So, the bottom line is: we don't know what the long-term ramifications are for annual moisture cycling in OSB.

How to respond to this uncertainty depends on your appetite for risk. If your appetite for risk is low, you should use plywood sheathing on all four orientations, as well as a ventilated rainscreen gap. That's what I would do.

If your appetite for risk is a little higher than mine, you can install OSB on three orientations as you propose.

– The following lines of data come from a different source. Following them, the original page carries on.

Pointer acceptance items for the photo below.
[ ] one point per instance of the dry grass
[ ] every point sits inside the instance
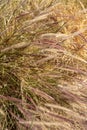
(43, 65)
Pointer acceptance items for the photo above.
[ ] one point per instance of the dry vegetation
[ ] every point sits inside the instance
(43, 65)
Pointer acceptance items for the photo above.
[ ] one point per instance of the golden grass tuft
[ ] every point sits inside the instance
(43, 65)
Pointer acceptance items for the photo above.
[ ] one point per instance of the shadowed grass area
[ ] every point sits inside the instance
(43, 65)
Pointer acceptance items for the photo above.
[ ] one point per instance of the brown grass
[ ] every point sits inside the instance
(43, 65)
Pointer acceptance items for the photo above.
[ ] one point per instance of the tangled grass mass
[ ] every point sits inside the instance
(43, 65)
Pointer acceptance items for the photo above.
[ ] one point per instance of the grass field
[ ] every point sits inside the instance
(43, 65)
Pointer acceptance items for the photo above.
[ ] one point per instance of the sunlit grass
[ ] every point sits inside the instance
(43, 65)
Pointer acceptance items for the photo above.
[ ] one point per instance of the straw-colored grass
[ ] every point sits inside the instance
(43, 65)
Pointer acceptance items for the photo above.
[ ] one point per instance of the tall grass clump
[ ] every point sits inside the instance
(43, 65)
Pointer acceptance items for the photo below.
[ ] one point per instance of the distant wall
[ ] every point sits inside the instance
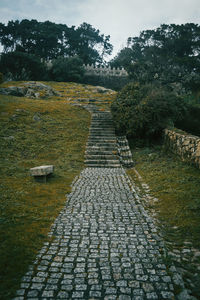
(113, 78)
(186, 146)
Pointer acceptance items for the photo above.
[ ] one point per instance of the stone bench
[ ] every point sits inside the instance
(40, 173)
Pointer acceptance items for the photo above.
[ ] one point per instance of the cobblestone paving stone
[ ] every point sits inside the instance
(104, 246)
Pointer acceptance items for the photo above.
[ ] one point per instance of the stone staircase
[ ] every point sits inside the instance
(102, 149)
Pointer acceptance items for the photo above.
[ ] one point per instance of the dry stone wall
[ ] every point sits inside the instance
(184, 145)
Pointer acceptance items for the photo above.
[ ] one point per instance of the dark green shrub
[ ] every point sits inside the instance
(1, 77)
(67, 69)
(145, 110)
(22, 66)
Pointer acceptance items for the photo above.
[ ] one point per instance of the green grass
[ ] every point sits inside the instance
(177, 186)
(28, 208)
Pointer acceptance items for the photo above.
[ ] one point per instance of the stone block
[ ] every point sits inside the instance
(40, 173)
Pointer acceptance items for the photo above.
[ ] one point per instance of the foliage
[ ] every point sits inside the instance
(48, 40)
(67, 69)
(28, 208)
(22, 66)
(145, 110)
(168, 54)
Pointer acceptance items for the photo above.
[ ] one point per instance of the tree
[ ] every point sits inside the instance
(67, 69)
(48, 40)
(166, 55)
(22, 66)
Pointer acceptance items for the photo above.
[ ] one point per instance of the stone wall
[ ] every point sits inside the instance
(104, 71)
(184, 145)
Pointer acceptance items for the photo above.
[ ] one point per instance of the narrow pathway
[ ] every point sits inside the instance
(104, 246)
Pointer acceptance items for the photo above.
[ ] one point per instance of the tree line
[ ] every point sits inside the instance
(29, 44)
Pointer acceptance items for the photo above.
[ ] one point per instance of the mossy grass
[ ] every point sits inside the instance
(36, 132)
(177, 186)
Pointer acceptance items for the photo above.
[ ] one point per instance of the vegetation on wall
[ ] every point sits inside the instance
(167, 55)
(145, 110)
(22, 66)
(67, 69)
(48, 40)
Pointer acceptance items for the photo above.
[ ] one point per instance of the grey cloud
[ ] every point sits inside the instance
(119, 18)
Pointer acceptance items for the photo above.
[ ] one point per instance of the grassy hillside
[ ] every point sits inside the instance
(37, 132)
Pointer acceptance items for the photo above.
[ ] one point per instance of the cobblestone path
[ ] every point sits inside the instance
(104, 245)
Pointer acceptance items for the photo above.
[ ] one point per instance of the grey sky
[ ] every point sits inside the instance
(118, 18)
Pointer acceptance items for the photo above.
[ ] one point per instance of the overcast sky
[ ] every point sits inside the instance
(118, 18)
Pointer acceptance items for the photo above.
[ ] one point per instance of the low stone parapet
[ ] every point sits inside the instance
(185, 145)
(40, 173)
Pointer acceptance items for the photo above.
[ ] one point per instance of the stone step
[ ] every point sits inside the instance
(102, 144)
(101, 157)
(103, 162)
(102, 138)
(102, 125)
(102, 133)
(100, 129)
(103, 166)
(103, 148)
(107, 138)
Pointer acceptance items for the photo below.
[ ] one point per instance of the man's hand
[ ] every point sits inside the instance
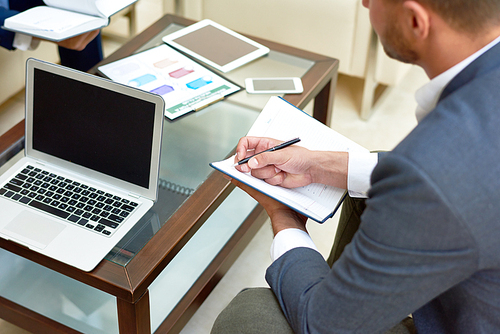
(293, 166)
(282, 217)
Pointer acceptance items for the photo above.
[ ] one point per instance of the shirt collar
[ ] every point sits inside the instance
(427, 96)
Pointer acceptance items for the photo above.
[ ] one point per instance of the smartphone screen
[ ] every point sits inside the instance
(274, 85)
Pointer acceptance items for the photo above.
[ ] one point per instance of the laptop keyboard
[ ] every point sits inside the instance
(72, 201)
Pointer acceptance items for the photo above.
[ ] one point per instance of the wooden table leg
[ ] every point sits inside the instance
(134, 318)
(323, 102)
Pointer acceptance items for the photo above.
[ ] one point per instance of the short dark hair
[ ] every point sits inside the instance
(470, 16)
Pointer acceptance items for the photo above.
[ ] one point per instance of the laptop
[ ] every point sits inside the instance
(91, 165)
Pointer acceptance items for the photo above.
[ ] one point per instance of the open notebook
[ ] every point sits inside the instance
(281, 120)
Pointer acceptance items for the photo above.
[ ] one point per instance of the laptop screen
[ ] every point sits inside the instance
(94, 127)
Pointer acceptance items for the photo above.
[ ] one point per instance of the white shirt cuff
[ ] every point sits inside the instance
(25, 42)
(360, 168)
(289, 239)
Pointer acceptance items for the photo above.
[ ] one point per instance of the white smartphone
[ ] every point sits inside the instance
(274, 85)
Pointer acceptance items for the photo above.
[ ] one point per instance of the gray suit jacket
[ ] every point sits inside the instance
(429, 241)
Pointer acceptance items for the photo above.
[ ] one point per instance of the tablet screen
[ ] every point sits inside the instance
(215, 45)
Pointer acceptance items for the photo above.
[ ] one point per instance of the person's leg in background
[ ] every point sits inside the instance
(82, 60)
(350, 218)
(252, 311)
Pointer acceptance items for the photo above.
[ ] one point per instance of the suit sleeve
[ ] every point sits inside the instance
(410, 248)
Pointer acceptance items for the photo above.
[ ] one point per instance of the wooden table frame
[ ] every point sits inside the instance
(130, 284)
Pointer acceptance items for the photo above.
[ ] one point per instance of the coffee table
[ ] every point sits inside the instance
(159, 274)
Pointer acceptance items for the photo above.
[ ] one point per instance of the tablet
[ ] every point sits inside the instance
(216, 45)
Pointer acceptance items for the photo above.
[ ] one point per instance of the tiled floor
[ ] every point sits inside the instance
(392, 119)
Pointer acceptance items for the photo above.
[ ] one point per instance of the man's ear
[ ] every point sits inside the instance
(417, 18)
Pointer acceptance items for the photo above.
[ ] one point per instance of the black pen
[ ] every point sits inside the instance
(275, 148)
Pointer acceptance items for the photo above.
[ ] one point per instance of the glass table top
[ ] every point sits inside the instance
(191, 142)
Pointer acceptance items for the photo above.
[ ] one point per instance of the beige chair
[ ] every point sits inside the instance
(336, 28)
(13, 63)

Answered by Martin Holladay
Posted Jun 24, 2014 7:44 AM ET


Another possibility is what I'm planning: Move the OSB to the outer face of the inner wall, eliminate the outside sheathing replacing it with Greenguard DC14, an XPS drainage board placed over the house wrap. The DC14 also serves the rain screen function. BTW, since you are in Canada and likely will be forced to use interior poly you can gain about r1 by using staggered studs. An advantage of inline studs is reduced risk of condensation on the OSB where I've chosen to locate it.

Answered by Jerry Liebler
Posted Jun 24, 2014 10:13 AM ET
Edited Jun 24, 2014 10:22 AM ET.


Not that you asked, but I'm wondering why you're using all this Roxul. Do you have any insulation contractors who can blow in cellulose or fiberglass? Got to assume it would be cheaper, faster and easier than 3 layers of Roxul.

Answered by Dan Kolbert
Posted Jun 24, 2014 12:37 PM ET


Hi Jerry: Good thought, That could work but it might make the insulating process a bigger headache!
We are going to do the staggered studs. I also just plain like having inedible sheathing on the outside.
Hi Dan: Good thought, We don't have good dense packers of either, and I like the fire, moisture, and vermin resistance of the roxul.

Answered by Jake VanDor
Posted Jun 24, 2014 6:07 PM ET


In your description of our wall you said the middle layer would be installed with the long dimension of the bats horizontal. This will make getting the middle layer in a bit of a struggle. I'm planning on using material that normally is used with steel studs for the middle layer, it is 16 " wide or 24 " wide so the long dimension can be vertical in all 3 layers. I think this will be much easier to install. I see the added "headache" is that the outer 2 layers need to be installed from the outside with my sheathing position while The "traditional" sheathing position requires that all layers be installed from the inside. Is that what you meant? Since I'm in the USA I don't need the interior poly so I'm choosing aligned studs and the OSB will be my primary air/vapor control layer. FWIW The mineral wool gives a higher r value for equivalent thickness by about 10% over dense packed cellulose or fiberglass.